As its workforce and initial fleet age, labor expenses and aircraft maintenance costs will rise, eating into margins substantially. Labor expenses rise as airline workforces age due to the compounding effect of annual raises (made possible by unionization or the threat of it) and increased benefit costs (primarily health care) for older employees. And the rise in maintenance costs is self-explanatory, even if Virgin does have 26 aircraft coming off lease in the next few years.
Where is the (Profitable) growth?
And it’s not even clear that Virgin America has profitable opportunities for growth. The Love Field operation, while great for marketing purposes, is capped at perhaps 18 daily flights at best, and it’s unclear what the scope for profitable growth is at either Los Angeles or San Francisco. Both operations are constrained by gate space (in the theoretical doubling of size sense, or even increase by more than 60 percent of frequencies), and the Los Angeles market is rapidly turning into a bloodbath as both Delta and American expand rapidly.

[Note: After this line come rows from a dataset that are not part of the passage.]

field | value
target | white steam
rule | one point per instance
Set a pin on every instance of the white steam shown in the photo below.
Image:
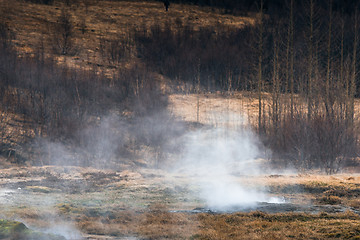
(214, 158)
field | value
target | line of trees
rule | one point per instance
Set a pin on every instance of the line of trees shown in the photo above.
(305, 56)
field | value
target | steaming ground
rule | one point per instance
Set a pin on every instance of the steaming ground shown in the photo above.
(216, 168)
(213, 157)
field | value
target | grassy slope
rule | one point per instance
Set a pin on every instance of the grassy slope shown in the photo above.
(107, 19)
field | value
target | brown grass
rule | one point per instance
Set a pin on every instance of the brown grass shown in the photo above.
(103, 19)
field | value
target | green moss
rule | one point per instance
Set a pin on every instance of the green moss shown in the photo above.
(17, 230)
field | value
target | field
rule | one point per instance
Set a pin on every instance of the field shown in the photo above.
(196, 169)
(152, 204)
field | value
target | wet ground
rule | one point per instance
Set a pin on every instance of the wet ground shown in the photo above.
(77, 197)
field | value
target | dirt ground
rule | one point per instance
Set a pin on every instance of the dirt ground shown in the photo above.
(85, 203)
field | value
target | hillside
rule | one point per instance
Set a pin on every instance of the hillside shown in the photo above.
(94, 22)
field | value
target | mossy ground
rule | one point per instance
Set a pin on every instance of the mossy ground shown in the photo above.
(17, 230)
(145, 204)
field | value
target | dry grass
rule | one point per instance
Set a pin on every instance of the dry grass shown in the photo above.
(103, 19)
(141, 203)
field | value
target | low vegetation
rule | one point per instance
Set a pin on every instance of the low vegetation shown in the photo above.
(17, 230)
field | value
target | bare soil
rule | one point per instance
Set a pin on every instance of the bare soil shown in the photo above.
(155, 204)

Virgin America notes that it only serves 15 of the 50 largest markets from each of these two airports, but how many markets are left where Virgin America could break even, let alone preserve current margins? Even with a better economy, that number isn’t more than four or five in a best-case scenario. San Francisco is a bit better, but not exactly devoid of competition itself. What is the scope for Virgin America to grow to 1.5 times it current size and preserve margins (thereby generating a strong long run return)? Our view is that it is almost negligible.
The problem lies in the type of market that Virgin America needs to make a base work – the market needs to have a large volume of travelers under 35 (preferably millennials) who have disposable income and follow a certain lifestyle, as well as a volume of business travel that isn’t tied down by corporate contracts. Of the markets that fit those criteria, Seattle is a bloodbath, New York and Boston already have JetBlue and lack space, Washington D.C.’s preferred airport is closed off (Dulles suffers from too many drawbacks domestically for a Virgin operation to work), Austin is still too small of a market (with a huge Southwest presence), Chicago has too much competition (and barely fits the required characteristics), and Portland has Alaska.
So with few growth prospects and an uneven business model, Virgin America’s potential to deliver Delta, United, Alaska, American, or even Hawaiian/JetBlue-esque returns (from the past two years) over the next few years is severely limited. This is not to say that you can’t make money on the stock, especially in the near term. And even, long term, there are ways to make money on a share price decline. But despite the IPO and improved financials, America’s * best * airline has yet to prove the sustainability of its operation and the viability of its underlying business model.